Chevron El Segundo Refinery
The Chevron El Segundo Refinery is the largest refinery on the West Coast of the United States. In operation since 1911, the refinery initially produced kerosene for lamps. In fact, the city of El Segundo is named for the Chevron refinery because when it was built, it was the second Standard Oil refinery in California (El Segundo means “the Second” in Spanish). Today, the plant employs more than 1,000 people on its 1,000 acre campus. It refines 270 thousand barrels of crude petroleum products a day, primarily turning them into transportation fuels like gasoline, jet fuel and diesel. Other products that plant produces for commercial use include coke, propane, butane, and chemicals for industrial use. The plant also produces hydrogen for use in its crude oil refining process.
At the beginning of the process, raw crude oil is placed in the distillation towers. In the distillation towers, liquids and gases are separated by their weights and boiling points. Then, the crude oil is run through a process known as hydrotreating that removes excess sulfur and nitrogen by forcing it to bind with the free hydrogen atoms. The recovered sulfur is sold for use in various industrial processes. The excess nitrogen is sold to beverage companies for use in carbonation and can also be converted into ammonia for use as a fertilizer.

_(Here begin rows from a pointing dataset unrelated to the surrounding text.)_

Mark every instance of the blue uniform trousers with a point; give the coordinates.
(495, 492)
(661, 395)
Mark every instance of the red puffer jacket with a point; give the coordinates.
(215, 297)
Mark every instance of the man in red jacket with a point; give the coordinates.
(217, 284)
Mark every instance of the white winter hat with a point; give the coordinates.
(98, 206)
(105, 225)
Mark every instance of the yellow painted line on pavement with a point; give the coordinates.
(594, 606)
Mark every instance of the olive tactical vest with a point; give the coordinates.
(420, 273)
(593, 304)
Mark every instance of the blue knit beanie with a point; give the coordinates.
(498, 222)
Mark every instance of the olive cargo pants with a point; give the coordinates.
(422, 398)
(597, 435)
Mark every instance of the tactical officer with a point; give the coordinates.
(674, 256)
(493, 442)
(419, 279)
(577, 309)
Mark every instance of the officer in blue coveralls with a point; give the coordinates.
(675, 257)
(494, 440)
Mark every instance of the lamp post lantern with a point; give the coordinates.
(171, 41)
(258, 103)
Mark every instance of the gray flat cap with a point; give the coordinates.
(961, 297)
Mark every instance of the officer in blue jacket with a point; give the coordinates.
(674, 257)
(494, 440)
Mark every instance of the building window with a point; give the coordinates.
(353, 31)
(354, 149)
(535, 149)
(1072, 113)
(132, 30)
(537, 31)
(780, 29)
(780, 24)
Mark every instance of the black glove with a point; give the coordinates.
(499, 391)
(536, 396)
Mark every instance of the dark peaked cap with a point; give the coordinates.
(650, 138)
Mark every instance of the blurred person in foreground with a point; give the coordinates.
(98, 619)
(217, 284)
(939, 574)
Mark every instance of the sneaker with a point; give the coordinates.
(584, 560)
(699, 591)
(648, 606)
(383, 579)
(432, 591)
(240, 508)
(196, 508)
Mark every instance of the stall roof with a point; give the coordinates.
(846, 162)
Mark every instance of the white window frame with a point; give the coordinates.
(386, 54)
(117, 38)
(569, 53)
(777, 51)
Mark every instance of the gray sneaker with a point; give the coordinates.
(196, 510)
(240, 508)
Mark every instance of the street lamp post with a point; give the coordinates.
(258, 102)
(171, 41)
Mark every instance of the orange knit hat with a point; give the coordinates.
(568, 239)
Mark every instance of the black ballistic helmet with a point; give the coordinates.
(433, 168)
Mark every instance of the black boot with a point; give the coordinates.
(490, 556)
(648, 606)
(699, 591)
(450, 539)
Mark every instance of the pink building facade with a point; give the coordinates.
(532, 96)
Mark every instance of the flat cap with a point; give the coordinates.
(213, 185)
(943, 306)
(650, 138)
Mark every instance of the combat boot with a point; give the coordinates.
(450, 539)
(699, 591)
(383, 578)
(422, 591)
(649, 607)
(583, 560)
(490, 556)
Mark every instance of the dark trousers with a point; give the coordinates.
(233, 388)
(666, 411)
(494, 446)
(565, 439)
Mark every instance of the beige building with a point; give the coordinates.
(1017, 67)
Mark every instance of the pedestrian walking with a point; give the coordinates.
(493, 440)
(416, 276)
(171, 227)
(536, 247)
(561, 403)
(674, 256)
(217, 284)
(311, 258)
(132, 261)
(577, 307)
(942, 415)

After this, the crude oil undergoes a “cracking” process where large molecules in the heavier part of crude oil are converted into smaller molecules that can be used in transportation fuels. Cracking occurs in three ways at the Chevron El Segundo facility. First, it can be cracked through a thermal unit that heats crude oil to extreme temperatures, causing the oil to convert into smaller units. Second, crude oil can be cracked through a fluidized catalytic cracking unit that changes heavy material into gasoline. Finally, crude can go through the hydrocracking unit that aids in the conversion of heavy materials into jet fuel.
Following the cracking process, the molecules in the fuel are rearranged for higher performance and cleaner burning. Then, more than 200 additives are combined with the fuel, and the fuel is held in storage tanks until it is ready to be moved.
The plant has a stated goal to have zero safety incidents, no environmental incidents, and a desire for an injury free factory. However, many chemical and refining plants built or renovated in the 20th century contain asbestos to protect the facilities from high temperatures and caustic chemicals. Unfortunately, this asbestos would ultimately prove extremely hazardous to the health of the employees who worked at these plants.